A rewarding encouragement
“Inasmuch as ye have done it unto one of the least of these my brethren, ye have done it unto me.” (Mt. 25:40)
Here is both a rewarding encouragement and a warning that should bring us up short. Whatever we do to Christ’s brethren is reckoned as being done unto Himself.
We can show kindness to the Lord Jesus any day by showing kindness to a fellow-believer. When we show hospitality to God’s people, it is the same as if we entertain Him in our homes. If we give them the master bedroom, we are giving it to Him.
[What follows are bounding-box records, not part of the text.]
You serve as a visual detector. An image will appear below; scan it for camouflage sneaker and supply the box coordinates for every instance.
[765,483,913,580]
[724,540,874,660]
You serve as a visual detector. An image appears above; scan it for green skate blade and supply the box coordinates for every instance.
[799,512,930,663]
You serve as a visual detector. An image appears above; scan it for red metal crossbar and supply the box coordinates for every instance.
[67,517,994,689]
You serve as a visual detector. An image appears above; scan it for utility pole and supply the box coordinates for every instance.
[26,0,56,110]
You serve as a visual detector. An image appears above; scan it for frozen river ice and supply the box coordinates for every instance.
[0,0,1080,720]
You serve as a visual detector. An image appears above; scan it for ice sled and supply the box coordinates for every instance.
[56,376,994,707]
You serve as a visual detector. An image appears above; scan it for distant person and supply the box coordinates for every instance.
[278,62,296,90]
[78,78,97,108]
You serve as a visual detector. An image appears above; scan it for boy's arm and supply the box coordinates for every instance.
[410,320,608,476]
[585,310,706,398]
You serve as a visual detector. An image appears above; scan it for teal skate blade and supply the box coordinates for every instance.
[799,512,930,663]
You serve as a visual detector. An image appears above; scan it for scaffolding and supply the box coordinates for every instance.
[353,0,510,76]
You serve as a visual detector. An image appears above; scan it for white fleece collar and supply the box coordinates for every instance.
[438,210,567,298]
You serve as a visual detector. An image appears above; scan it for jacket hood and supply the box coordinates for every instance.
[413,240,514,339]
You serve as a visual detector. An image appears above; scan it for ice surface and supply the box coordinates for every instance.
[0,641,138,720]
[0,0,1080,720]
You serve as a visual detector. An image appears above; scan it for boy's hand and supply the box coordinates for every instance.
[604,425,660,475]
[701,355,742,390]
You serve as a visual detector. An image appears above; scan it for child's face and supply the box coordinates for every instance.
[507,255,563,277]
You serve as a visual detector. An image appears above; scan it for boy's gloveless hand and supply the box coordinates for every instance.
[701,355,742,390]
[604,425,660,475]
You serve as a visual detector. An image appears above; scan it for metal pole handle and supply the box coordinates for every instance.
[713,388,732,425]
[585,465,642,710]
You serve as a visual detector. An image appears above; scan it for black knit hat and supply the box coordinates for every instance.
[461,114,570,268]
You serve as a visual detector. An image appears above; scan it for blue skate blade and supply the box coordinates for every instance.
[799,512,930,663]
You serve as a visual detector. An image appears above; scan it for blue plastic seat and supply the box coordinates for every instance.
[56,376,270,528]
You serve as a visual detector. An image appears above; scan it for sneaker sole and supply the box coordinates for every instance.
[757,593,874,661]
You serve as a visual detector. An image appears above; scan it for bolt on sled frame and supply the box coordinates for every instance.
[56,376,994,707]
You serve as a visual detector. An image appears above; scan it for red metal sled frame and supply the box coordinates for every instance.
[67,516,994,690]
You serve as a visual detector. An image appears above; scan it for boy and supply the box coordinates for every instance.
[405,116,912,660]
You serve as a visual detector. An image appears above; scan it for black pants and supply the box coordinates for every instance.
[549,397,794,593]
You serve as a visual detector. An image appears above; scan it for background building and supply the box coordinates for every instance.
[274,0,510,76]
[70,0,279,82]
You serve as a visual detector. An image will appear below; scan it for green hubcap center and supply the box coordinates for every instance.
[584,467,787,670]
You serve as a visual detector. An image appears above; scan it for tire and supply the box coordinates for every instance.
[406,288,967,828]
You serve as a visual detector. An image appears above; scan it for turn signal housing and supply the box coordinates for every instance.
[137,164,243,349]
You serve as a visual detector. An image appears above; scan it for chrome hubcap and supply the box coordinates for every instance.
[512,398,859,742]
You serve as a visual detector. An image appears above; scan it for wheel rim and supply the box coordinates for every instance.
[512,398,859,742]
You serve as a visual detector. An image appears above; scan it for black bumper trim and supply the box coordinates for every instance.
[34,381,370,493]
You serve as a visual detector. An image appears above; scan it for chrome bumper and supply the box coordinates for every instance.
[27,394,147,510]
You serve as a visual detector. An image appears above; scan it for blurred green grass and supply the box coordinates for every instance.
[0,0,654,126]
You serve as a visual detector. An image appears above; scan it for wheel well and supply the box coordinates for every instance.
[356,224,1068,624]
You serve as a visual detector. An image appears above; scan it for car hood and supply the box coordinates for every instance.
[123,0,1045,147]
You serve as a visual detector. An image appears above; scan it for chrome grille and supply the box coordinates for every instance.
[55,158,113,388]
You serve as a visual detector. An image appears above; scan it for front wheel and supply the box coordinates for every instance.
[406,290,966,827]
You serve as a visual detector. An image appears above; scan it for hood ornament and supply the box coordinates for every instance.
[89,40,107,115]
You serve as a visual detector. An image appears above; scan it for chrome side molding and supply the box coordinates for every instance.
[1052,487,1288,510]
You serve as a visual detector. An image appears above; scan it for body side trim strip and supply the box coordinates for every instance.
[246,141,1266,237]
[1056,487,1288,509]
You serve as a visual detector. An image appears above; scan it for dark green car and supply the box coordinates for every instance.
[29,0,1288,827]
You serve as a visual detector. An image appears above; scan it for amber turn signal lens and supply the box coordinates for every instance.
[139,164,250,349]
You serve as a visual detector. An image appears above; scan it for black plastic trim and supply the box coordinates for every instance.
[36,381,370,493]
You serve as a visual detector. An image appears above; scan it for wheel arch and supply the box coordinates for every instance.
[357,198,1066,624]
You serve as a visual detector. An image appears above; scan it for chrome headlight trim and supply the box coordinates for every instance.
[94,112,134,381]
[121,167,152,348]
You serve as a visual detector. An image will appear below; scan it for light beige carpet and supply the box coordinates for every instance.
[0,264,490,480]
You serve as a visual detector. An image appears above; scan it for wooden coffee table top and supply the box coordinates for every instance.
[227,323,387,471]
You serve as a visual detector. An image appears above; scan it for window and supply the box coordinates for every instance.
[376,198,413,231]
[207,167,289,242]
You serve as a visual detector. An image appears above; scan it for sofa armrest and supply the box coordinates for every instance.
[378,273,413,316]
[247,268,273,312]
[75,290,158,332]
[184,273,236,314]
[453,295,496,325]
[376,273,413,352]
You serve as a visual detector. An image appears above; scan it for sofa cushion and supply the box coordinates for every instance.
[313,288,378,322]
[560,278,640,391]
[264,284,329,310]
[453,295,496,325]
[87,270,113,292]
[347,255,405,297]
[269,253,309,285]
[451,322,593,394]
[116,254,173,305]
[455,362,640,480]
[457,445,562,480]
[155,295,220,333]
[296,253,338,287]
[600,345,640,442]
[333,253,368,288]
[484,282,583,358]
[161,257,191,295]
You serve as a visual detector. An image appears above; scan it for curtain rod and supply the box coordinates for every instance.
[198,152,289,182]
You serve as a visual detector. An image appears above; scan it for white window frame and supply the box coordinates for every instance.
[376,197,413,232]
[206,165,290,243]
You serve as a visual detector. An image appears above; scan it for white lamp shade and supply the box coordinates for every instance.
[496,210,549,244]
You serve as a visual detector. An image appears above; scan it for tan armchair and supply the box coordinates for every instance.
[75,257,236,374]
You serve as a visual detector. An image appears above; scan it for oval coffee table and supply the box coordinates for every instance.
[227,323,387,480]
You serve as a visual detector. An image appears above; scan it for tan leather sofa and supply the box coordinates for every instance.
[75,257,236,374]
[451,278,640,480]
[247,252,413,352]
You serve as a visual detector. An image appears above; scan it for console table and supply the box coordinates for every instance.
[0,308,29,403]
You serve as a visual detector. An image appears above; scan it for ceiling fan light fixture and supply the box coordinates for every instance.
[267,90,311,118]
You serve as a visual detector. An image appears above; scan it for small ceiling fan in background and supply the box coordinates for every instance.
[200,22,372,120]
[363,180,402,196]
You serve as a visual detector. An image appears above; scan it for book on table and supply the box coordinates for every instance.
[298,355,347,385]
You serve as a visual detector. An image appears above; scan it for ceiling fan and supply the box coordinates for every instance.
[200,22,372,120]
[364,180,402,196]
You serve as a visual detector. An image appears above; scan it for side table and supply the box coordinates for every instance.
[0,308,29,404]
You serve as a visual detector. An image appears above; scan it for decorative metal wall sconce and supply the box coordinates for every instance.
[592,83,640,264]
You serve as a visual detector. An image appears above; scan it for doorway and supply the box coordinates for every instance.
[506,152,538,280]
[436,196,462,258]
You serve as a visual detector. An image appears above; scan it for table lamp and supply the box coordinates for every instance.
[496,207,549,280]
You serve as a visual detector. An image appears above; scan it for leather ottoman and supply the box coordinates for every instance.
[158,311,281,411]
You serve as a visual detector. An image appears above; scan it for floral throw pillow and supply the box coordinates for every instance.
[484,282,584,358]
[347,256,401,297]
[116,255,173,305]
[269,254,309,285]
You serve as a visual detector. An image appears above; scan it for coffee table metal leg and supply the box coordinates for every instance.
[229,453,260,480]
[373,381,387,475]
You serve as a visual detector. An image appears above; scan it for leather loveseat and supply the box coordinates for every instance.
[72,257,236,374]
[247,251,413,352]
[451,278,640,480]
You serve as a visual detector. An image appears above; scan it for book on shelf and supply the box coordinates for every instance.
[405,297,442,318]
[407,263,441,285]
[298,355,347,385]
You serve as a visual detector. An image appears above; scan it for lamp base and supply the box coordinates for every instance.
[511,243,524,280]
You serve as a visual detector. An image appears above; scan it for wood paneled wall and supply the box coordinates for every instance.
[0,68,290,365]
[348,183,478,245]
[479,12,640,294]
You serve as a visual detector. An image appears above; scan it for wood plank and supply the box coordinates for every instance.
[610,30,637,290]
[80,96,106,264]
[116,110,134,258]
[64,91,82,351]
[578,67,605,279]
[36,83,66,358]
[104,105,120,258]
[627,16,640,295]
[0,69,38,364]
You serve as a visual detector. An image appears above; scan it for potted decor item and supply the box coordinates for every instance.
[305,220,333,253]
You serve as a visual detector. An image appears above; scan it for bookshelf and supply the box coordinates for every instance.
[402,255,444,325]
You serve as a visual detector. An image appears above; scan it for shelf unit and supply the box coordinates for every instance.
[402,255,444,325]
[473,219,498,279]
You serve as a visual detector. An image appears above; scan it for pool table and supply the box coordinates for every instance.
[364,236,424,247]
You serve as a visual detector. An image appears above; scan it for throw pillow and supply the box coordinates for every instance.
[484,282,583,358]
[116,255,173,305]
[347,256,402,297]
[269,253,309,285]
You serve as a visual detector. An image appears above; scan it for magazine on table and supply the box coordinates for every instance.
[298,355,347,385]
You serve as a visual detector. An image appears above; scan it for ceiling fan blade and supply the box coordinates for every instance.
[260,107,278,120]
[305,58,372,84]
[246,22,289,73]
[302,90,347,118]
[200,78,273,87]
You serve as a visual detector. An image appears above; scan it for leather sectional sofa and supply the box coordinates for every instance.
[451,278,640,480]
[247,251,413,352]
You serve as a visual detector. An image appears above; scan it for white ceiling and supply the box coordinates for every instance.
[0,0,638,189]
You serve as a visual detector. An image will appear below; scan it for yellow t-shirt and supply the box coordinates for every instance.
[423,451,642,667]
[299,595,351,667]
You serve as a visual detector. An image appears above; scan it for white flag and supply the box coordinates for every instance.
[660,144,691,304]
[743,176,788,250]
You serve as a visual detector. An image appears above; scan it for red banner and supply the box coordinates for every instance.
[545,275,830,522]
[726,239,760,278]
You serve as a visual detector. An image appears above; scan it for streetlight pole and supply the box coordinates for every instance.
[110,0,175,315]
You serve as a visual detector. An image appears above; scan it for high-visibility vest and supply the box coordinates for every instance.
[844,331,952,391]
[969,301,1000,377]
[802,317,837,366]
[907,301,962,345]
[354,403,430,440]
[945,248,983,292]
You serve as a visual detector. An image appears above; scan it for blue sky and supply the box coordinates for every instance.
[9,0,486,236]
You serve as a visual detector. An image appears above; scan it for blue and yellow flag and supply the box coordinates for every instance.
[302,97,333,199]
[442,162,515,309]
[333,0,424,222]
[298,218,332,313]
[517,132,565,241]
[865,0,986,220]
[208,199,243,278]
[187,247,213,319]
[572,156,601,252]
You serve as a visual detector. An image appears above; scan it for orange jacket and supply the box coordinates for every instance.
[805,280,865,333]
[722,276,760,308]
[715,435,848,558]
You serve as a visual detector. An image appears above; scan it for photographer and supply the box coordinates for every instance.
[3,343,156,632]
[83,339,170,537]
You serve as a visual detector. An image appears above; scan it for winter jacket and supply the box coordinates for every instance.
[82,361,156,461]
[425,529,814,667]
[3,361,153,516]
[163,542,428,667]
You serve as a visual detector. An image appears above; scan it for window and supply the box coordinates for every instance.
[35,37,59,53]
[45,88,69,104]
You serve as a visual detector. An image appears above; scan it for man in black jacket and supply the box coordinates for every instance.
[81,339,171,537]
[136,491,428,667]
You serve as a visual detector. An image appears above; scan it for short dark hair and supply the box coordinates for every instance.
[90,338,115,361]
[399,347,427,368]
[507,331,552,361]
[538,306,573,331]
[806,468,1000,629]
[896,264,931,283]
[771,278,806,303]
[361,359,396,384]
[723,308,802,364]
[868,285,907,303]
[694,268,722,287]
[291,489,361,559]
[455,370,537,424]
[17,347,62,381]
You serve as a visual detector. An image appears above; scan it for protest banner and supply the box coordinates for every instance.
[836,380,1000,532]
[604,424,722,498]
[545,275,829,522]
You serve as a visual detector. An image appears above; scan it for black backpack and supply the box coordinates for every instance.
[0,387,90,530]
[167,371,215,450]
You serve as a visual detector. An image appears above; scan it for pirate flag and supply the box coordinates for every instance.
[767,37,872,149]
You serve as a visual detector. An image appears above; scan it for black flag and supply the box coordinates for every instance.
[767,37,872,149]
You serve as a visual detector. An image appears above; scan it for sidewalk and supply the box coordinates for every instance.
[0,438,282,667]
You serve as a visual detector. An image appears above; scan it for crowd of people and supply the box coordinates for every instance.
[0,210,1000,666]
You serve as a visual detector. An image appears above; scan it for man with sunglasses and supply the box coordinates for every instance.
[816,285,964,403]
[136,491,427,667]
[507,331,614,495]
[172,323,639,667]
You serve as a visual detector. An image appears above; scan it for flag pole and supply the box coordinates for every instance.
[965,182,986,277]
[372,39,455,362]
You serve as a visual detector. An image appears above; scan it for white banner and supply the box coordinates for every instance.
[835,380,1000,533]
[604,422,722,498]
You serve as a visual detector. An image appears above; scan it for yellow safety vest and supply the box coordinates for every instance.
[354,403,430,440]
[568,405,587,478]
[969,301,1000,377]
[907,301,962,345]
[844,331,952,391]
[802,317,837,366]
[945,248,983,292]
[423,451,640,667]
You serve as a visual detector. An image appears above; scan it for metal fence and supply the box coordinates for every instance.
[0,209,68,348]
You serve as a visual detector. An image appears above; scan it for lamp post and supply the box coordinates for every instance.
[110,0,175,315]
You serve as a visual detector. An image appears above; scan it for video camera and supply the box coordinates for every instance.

Almost anyone would be quick to do everything possible for the Savior if He came as King of kings and Lord of lords. But He commonly comes to our door in very humble guise, and it is this that puts us to the test. The way we treat the least of His brethren is the way we treat Him.
A godly old preacher visited an assembly in hopes of being able to share with the saints from the Word. He did not have personal charisma and may not have had a dynamic pulpit style. But he was a servant of God and did have a message from the Lord. The elders told him that they could not ask him to stay for meetings and suggested that he go to a meeting in the black ghetto. He did, and was warmly received by the brethren there. During his week of meetings, he took a heart attack and died. It was as if the Lord was saying to the brothers in the fashionable assembly, “You may not have wanted him but I did. In refusing him you refused Me.”
In his poem “How the Great Guest Came,” Edwin Mark-ham tells of an old cobbler who made elaborate preparations for a dreamed-of visit from the Lord. The Lord never came. But when a beggar came, the cobbler put shoes on his feet. When an old lady came, the cobbler helped her with her load and gave her food. When a lost child came, the cobbler took her back to her mother.
Then soft in the silence a voice he heard:
Lift up your heart, for I kept my word.
Three times I came to your friendly door;
Three times my shadow was on your floor.
I was the beggar with bruised feet,
I was the woman you gave to eat,
I was the child in the homeless street.